Tip 4 : Take advantage of your resources
There is some value to solving a problem completely on your own; however, once you have had the chance to wrestle with the “hard part” of a problem for a little bit (maybe 30 minutes or less is enough) without any new progress, It may be a good idea to consider some of the resources available to you. One thing that I love about Cryptohack is the active Discord community where users are glad to lend a hand. Again, the Cryptohack community does not like having solutions in the clear. The accepted etiquette is to ask the #challenge-hints channel if you can direct message someone about a specific challenge. Someone who knows how to solve the challenge will get back to you, and help you to make some progress. It may seem unnecessary to be so secretive with the solutions, but, when we see solutions to any type of math problem, it is easy to feel like we understand the solution better than we really do. It really is helpful to arrive at the solution yourself, even if someone points you in the right direction (even multiple times) along the way. You will achieve a much deeper understanding this way.
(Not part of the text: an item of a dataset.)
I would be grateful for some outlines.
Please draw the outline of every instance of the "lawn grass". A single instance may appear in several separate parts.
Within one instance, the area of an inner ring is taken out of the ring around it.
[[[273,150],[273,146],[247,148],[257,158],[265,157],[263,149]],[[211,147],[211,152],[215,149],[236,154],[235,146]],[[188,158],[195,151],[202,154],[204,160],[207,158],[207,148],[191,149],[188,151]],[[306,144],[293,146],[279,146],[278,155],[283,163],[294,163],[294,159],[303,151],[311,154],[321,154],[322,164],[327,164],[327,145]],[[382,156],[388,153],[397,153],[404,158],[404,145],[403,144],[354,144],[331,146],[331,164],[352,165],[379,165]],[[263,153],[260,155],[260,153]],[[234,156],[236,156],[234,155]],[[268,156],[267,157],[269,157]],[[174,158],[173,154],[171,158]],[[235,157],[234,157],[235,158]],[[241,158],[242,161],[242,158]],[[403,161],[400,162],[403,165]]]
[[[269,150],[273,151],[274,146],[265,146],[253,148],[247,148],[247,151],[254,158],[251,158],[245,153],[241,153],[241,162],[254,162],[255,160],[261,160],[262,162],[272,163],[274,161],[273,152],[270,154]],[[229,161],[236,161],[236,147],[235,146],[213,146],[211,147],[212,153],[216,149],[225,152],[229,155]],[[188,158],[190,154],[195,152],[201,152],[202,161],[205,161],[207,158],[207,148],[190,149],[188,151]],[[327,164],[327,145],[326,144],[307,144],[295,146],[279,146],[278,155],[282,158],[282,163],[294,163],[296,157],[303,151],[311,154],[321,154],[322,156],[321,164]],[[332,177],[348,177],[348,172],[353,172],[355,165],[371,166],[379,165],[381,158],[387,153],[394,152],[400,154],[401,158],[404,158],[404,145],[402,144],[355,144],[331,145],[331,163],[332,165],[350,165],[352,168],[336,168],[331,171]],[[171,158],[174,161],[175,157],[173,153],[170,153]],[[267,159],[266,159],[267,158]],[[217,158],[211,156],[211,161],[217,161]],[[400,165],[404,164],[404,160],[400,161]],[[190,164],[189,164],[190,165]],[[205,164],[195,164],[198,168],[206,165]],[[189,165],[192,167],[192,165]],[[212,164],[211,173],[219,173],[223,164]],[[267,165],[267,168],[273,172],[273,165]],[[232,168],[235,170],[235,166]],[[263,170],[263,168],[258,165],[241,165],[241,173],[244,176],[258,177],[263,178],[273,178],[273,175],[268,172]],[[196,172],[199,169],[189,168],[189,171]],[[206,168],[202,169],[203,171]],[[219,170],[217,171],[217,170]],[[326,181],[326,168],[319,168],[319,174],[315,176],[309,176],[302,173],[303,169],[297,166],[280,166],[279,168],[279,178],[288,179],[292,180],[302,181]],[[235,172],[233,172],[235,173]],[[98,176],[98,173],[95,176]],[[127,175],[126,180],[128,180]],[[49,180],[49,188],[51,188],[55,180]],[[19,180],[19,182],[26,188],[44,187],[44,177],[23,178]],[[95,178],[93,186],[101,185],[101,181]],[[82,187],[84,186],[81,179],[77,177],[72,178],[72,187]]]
Some other helpful resource are:
- Wikipedia (despite what some teachers may say, this tends to be a very accurate resource, especially for Math )
- Cyberchef: some of the challenges on Cryptohack can be solved using no Python code and just Cyberchef. Give it a try!
- Again, use the Discord channel! Also a great place to meet some cool people.
- Dry-erase boards, Chalkboards, or paper : a picture capturing exactly what happens to data during the encryption process can go a very long way toward finding a solution to most problems. It doesn’t matter how you draw it as long as it makes sense to you, and helps you keep track of things.